6-Hydroxy-2H-chromene-3-carbaldehyde (11)¹⁸. Under a nitrogen atmosphere, K₂CO₃ (525 mg, 3.8 mmol) was added to a stirred solution of benzaldehyde 8 (350 mg, 2.53 mmol) in 1,4-dioxane (2 mL). A solution of acrolein (7, 506 µL, 7.6 mmol) in anhydrous dioxane (2 mL) was added dropwise and the system was then heated at 100 °C for 24 h. The reaction products were extracted with EtOAc (3 × 15 mL), and the combined organic extracts were dried (MgSO₄) and then concentrated under reduced pressure. Chromatography of the residue gave chromene 11 (338 mg, 88%) as a yellow solid; mp: 104–106 °C (sublimates). IR (film, ν): 3420, 2860, 1753, 1668, 1490, 1337, 1213, 908, 824 and 725 cm⁻¹. ¹H NMR (300 MHz, CDCl₃): δ = 9.59 (1H, s, J = 8.6, CHO), 7.19 (1H, s, H-4), 6.79 (2H, d, J = 2.4, H-7 and H-8), 6.71 (1H, d, J = 2.3, H-5), 4.97 (2H, d, J = 1.1, H-2) and 4.67 (1H, s, OH). ¹³C NMR (75 MHz, CDCl₃): δ = 190.0 (CHO), 150.3 (C-8a), 150.3 (C-6), 141.2 (C-4), 132.8 (C-3), 121.4 (C-4a), 120.3 (C-7), 117.5 (C-8), 115.1 (C-5) and 63.3 (C-2).
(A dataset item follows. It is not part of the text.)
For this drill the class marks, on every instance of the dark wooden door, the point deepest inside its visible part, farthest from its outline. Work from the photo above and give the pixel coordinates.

6-Methoxy-2H-chromene-3-carbaldehyde (12). A mixture of chromene 11 (160 mg, 0.9 mmol) and K₂CO₃ (251 mg, 182 mmol) was dissolved in DMF (0.5 mL). MeI (62 µL, 0.99 mmol) was then added at rt under stirring and the reaction was allowed to continue for 20 h at rt. The reaction products were recovered by extraction with EtOAc (3 × 15 mL), and the combined organic extracts were dried (MgSO₄) and then concentrated under reduced pressure. Chromatography of the residue afforded 12 (164.7 mg, 96%) as an orange solid; mp: 54–56 °C (lit.:^18c 52–53 °C). IR (film, ν): 2920, 2849, 1668, 1634, 1574, 1489, 1217, 1163, 1040 and 706 cm⁻¹. ¹H NMR (300 MHz, CDCl₃): δ = 9.58 (1H, s, CHO), 7.21 (1H, s, H-4), 6.87 (1H, dd, J = 8.9 and 2.8, H-7), 6.81 (1H, d, J = 8.8, H-5), 6.74 (1H, d, J = 2.8, H-8), 4.97 (2H, s, H-2) and 3.78 (3H, s, OMe). ¹³C NMR (75 MHz, CDCl₃): δ = 189.89 (CHO), 154.6 (C-6), 150.3 (C-8a), 141.4 (C-4), 132.6 (C-3), 121.2 (C-4a), 119.4 (C-8), 117.4 (C-5), 113.3 (C-7), 63.3 (C-2) and 56.0 (OMe).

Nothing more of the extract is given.